Robert Farkalay of Overland Storage’s August 4 opinion piece in ComputerWorld offers 10 tips for faster backups. He’s thinking of the corporate/network environment, so not all of his suggestions apply to small or home offices, but if you have even a small network (like, say, the Ur-Guru’s), these might be good guidelines.
- Use virtual tape (disk-based backup). Tape is rarely a good solution for small systems and networks anyway.
- Use a fast connection (like iSCSI) between your backup server and backup storage target. (“iWhat?” I hear you ask. No, this is not a new product from Apple. It stands for “internet SCSI” and it’s a gigabit ethernet connection, 10 times faster than your standard 100 Mbps network cable.) This, too, might not be practical, but the second part of tip 2 is having an exclusive connection—don’t share that line with any other device. That you can do with ordinary ethernet. In fact, you can do it with USB or FireWire. The fewer signals your cable has to carry, the faster they’ll go.
- Remove network bottlenecks. Principally, this means using a dedicated server for your backups. Put only backups on it, not anything else. It will back up faster if it’s not also trying to send e-mails and web pages.
- Reconfigure backup jobs to run in parallel. There’s one for the more technically-inclined, though if you have a large enough network to need to worry about this, you’d better either have an IT staff or be a geek yourself. It makes intuitive sense, though: if all the computers can be backed up simultaneously instead of having to go one after the other, the total time spent on backups will be less. And any user can tell you that the time during which a computer is either slowed down or unavailable is one reason backups get postponed.
- Install media server backup on critical servers. What that really means (apart from buying some expensive software) is that the drive that holds the data should connect directly to the backup drive. The further the data has to travel through a network, the longer a backup will take.

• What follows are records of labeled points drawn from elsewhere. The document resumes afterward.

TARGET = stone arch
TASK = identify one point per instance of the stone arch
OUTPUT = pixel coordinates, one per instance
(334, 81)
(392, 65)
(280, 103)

- Back up to multi-stream capable disk. That means a specialized backup appliance—no doubt a worthwhile investment for anyone with a large array of computers, but not necessary (or affordable) for home office users.
- Select the backup software best suited to the workload. Now there’s a tip anyone can use. The kind of backup software (or hardware) you use really depends on the data you have to back up. That’s why there’s no single answer to the question “What’s the best backup solution for me?”
- Use a backup server with plenty of horsepower. If you turn your half-dead Pentium II into the backup server, the backups are going to be slow. For those of us who really don’t need a backup server at all, only a drive, it’s worth bearing in mind that backups to a 2.5″ (laptop) or smaller drive will be slower than to a 3.5″ (desktop) sized drive, because most laptop drives run at 4200 rpm, whereas desktop drivees run at 7200 rpm.
- Use “image backup” to back up small files. If you backed up every e-mail message individually, it would take forever, even though the individual messages may only be a few K each. Most e-mail client programs store your messages in some kind of groupings, like Eudora’s mbox files. Outlook lumps your mail in with your calendar, contacts, tasks, and notes, not to mention your attachments, in your PST file, creating one large file to back up. I’m not sure what kind of “image backup” software or function Farkaly means here, but the principle is clear.
- Use fast disk (preferably external RAID) on application servers. So far the emphasis has been on speed at the receiving end of the backups, but speed at the sending end is also good. Read speed matters as much as write speed. Backing up from a laptop is going to be slower than backing up from a desktop (and doubly slow if you’re going from a laptop to a 2.5″ notebook drive, though it actually seems quite fast enough to me if done through FireWire or USB2).
So thanks to Robert Farkaly and ComputerWorld for the thought-provoking suggestions. They may not be useful to all the readers of this blog, but it’s worth considering their parallels in the SOHO computing world. I can guarantee that if you switch from USB 1.1 to USB 2.0, you’ll notice a difference, and if you upgrade your 4x CD-writer to a 48x CD-writer, you’ll be amazed.